Nota para o concerto dos veteranos Wilco, antecedendo o fecho do festival, que aconteceu com Lorde.
Os norte-americanos deliciaram a plateia com o seu rock de guitarras melodiosas, deixando já no ar um sentimento de despedida, que aconteceria poucas horas depois, mas já sem a qualidade musical destes.

Destaque ainda para as prestações dos portugueses Indignu, que abriram o Palco Yorn, e do norte-americano Lee Fields que espalhou charme e soul, na abertura do palco principal. Estas duas actuações tiveram o condão de fazer parar a chuva, abrindo caminho ao Sol e ao conforto. Nota ainda para os concertos de Crack Cloud e de Yin Yin, ambos bastante do agrado dos festivaleiros.
O fecho da edição que celebrou 30 anos de Festival Paredes de Coura aconteceu uma vez mais ao som de pop. Sozinha em palco, Lorde regressou ao Couraíso e facilmente pôs a plateia a dançar e a cantar fruto de um alinhamento carregado de hits que vem colecionando na última década. Pop electrónica que esperemos seja rendida no próximo ano por rock’n’roll.
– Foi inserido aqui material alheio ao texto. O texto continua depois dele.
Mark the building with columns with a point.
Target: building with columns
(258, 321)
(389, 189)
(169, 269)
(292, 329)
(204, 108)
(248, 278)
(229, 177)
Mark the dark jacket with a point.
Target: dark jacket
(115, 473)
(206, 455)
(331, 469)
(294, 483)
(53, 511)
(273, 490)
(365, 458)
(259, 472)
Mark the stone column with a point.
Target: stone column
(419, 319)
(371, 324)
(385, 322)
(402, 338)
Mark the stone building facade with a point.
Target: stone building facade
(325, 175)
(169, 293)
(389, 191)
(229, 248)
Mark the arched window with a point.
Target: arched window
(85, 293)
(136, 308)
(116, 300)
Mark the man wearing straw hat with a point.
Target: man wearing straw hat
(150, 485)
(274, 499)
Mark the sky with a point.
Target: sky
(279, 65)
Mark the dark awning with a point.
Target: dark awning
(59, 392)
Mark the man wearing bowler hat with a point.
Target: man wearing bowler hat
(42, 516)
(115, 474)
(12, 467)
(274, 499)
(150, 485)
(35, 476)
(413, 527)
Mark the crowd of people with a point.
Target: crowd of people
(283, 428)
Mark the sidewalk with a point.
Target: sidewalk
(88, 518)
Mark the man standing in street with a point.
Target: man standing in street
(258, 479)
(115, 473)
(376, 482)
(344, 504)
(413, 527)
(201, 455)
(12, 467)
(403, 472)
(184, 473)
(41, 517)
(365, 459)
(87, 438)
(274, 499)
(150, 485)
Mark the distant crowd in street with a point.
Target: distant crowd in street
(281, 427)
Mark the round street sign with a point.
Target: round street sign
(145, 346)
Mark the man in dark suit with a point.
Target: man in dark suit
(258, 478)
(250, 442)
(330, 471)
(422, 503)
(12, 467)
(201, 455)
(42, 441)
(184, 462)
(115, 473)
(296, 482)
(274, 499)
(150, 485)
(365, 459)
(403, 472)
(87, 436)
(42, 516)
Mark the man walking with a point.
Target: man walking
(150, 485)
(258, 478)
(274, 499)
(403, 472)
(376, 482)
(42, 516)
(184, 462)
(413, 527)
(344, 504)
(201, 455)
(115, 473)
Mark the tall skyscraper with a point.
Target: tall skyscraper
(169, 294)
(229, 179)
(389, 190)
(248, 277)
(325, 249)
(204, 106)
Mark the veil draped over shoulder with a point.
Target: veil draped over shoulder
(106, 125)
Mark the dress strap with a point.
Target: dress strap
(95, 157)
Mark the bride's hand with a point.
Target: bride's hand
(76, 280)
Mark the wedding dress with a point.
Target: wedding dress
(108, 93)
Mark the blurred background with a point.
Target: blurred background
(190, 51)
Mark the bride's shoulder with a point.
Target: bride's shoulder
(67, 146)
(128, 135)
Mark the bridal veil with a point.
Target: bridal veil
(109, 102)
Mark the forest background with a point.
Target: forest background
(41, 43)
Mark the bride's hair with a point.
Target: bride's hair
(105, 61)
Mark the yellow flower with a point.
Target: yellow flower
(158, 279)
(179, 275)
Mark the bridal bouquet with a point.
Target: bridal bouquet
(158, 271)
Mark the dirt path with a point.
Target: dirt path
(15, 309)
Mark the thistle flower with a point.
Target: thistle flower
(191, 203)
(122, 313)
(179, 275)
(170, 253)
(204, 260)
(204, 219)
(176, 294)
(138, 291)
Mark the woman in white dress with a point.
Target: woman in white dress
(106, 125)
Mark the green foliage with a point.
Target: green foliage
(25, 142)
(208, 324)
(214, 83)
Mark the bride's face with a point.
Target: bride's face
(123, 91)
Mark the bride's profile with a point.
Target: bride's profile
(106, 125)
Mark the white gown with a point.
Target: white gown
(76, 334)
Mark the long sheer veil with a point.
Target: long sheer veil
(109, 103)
Por falar em próximo ano, em 2024 o festival instala-se nas margens do rio Coura entre os dias 14 a 17 de Agosto.
Sobre a edição 30, dizer ainda que as já habituais Vodafone Music Sessions voltaram a levar público e artistas a lugares inesperados, foram os casos de Samuel Úria, Caio, A Garota Não e Tim Bernardes que estiveram, respectivamente, na Casa Grande de Romarigães, Igreja Românica de Rubiães, Quartel das Artes e Abrigo do Taboão. Também o Jazz na Relva voltou a ser um sucesso junto dos festivaleiros-banhistas. Nem na sexta-feira, dia do dilúvio, houve impedimento, pois a chuva só começou a cair ao final da tarde.

Ainda o festival não tinha arrancado e a sensação de que havia menos gente instalava-se. Isso acabou por se confirmar, mas a verdade é que o número de pessoas que este ano estiveram no recinto andou abaixo de edições anteriores. No entanto, dizer que mais coisa menos coisa, este é o número ideal para que o recinto não perca conforto e a experiência dos festivaleiros possa ser mais agradável.
A organização, a cabo da Ritmos, avançou o número de 80 mil pessoas ao longo dos quatro dias, número inferior à de 2022, a primeira a sério depois da pandemia de Covid-19, que foi catalogada, então, pelo diretor do festival, João Carvalho, “a melhor”, a “mais cara” e a que deu maior retorno. “Efeitos da crise”, justificou.

Ainda assim, e salvo alguns persistentes erros de casting, a edição 30 de Paredes de Coura foi uma boa edição, com variedade de concertos e de estilos (dentro do rock)!
Para terminar, deveria ter existido um maior destaque às bandas nacionais, que nem cheiraram o Palco Vodafone, uma vez que na celebração de 30 anos de um festival cujo cartaz, nas primeiras edições, era integralmente composto por bandas portuguesas.
Bem, como se costuma desejar aos outros no encerramento de mais uma edição de Paredes de Coura: “Um bom ano!”.